You can also interpret this value as the percentage of variance in the dependent variable that is explained by the independent variable(s). In this case, 65.15% of the variation in mpg can be explained by the variable weight. Weight is thus an important explanation for why different cars can go different number of miles per gallon, even if other factors also matter (as is evident by the fact that R-squared is not one).


Regression analysis is not harder than that, in its simplest form. It is about fitting a line to a swarm of dots, and we get informatino about this line: its slope, where it starts, and how well it fits to the dots.

In practical terms, we use this analysis to investigate a relationship between to variables, and to find out whether the relationship is weak or strong. In this example, we saw that there was a negative relationship: cars with a lot of weight have few miles per gallon. Cars with a lot of miles per gallon have less weight.

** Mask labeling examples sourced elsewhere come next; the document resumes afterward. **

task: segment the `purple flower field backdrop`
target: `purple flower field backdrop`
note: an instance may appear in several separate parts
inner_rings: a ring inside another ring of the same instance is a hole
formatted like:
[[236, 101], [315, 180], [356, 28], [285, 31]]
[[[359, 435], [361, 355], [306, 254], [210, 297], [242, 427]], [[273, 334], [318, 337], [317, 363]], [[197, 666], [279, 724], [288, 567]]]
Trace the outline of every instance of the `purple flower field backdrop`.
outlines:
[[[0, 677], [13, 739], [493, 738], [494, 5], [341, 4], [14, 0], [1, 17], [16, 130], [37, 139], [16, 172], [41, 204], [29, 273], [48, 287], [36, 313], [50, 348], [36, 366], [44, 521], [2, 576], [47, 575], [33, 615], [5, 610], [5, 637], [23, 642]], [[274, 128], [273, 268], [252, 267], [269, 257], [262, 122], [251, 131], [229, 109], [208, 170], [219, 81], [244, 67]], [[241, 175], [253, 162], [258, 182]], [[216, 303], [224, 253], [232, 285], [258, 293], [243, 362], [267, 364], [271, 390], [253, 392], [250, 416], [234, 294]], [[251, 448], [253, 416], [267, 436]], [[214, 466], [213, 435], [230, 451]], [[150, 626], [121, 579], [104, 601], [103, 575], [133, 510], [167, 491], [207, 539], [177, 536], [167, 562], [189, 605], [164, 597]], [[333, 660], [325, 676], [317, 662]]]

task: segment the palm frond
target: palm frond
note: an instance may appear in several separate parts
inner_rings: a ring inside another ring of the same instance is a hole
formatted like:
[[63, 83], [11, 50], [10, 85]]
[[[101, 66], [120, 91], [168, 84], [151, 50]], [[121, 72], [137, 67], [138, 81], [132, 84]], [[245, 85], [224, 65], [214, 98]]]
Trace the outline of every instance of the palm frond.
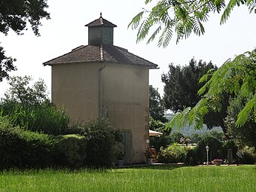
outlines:
[[254, 109], [254, 121], [256, 123], [256, 96], [249, 100], [245, 106], [242, 109], [237, 116], [237, 120], [235, 123], [236, 126], [241, 127], [244, 126], [250, 117], [250, 114]]
[[139, 23], [142, 21], [142, 16], [144, 14], [144, 11], [139, 12], [136, 14], [132, 20], [132, 21], [129, 23], [128, 28], [132, 27], [132, 29], [136, 29], [139, 26]]

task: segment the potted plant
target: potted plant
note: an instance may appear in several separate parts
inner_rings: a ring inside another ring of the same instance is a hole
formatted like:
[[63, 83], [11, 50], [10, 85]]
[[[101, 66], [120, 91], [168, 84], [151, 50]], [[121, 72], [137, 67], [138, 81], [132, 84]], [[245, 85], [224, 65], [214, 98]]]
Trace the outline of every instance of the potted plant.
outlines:
[[215, 166], [220, 166], [221, 163], [222, 163], [222, 160], [221, 159], [215, 159], [214, 160], [212, 160], [212, 163], [215, 164]]

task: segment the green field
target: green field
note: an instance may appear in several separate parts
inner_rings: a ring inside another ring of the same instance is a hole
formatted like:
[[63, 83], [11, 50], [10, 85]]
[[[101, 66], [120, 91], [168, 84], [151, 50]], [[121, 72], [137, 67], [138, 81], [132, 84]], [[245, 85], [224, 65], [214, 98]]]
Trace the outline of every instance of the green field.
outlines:
[[255, 166], [5, 171], [0, 191], [256, 191]]

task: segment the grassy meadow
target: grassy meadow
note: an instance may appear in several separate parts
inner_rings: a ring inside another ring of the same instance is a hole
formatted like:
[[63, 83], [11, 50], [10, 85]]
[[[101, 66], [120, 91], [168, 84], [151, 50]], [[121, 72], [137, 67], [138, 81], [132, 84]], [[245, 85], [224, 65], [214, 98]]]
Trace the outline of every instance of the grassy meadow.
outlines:
[[105, 170], [4, 171], [0, 192], [256, 191], [255, 166], [159, 165]]

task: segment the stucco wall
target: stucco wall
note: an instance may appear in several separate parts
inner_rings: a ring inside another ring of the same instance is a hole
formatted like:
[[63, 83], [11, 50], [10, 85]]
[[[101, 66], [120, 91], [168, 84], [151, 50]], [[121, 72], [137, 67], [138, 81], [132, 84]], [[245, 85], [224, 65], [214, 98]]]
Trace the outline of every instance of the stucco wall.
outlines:
[[100, 63], [52, 66], [52, 101], [64, 107], [75, 120], [96, 119], [99, 115]]

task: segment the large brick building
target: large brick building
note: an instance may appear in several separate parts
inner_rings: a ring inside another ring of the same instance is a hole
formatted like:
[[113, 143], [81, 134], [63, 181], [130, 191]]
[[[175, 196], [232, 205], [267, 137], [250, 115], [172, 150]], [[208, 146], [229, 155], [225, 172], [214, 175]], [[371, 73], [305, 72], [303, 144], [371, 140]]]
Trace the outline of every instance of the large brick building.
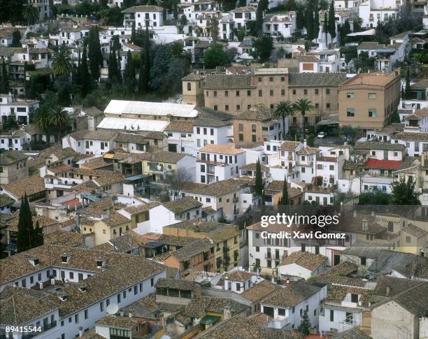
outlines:
[[[314, 124], [338, 113], [338, 89], [345, 80], [344, 73], [289, 73], [286, 68], [259, 68], [251, 74], [210, 74], [204, 82], [199, 76], [188, 76], [183, 79], [183, 94], [185, 103], [194, 104], [202, 102], [202, 92], [206, 107], [236, 114], [260, 103], [273, 108], [280, 101], [305, 98], [316, 108], [306, 117], [307, 123]], [[290, 123], [299, 124], [301, 119], [297, 114]]]
[[381, 129], [391, 122], [400, 101], [400, 71], [359, 73], [339, 86], [339, 126]]

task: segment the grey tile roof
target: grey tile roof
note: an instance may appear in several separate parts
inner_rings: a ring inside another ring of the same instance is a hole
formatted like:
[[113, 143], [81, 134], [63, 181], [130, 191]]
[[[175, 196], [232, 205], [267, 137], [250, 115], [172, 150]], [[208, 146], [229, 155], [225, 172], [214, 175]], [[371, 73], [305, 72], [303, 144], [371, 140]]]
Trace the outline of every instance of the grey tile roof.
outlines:
[[155, 287], [157, 289], [176, 289], [183, 291], [193, 291], [197, 284], [197, 282], [192, 280], [160, 277], [157, 280]]
[[345, 73], [297, 73], [288, 75], [290, 86], [336, 87], [345, 80]]
[[318, 286], [298, 281], [278, 289], [260, 302], [267, 306], [290, 308], [309, 298], [321, 289]]
[[0, 165], [10, 165], [17, 161], [22, 161], [28, 158], [28, 155], [20, 151], [10, 150], [1, 153], [0, 156]]
[[206, 89], [251, 88], [251, 75], [213, 74], [205, 78]]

We can also use regression analysis to control for other variables, ruling out other explanations. For instance, one could imagine that some car manufacturers for some reason make their cars heavier, and that they, for some other reason, also consume more gas per mile. If that is the case, maybe there is no causal effect of weight on mpg, but rather a brand effect (even though this sounds unlikely). By adding control variables we can investigate whether this is the case or not. We can also look at p-values and confidence intervals to find out how generalizible these results are to a wider population. But that is for other posts.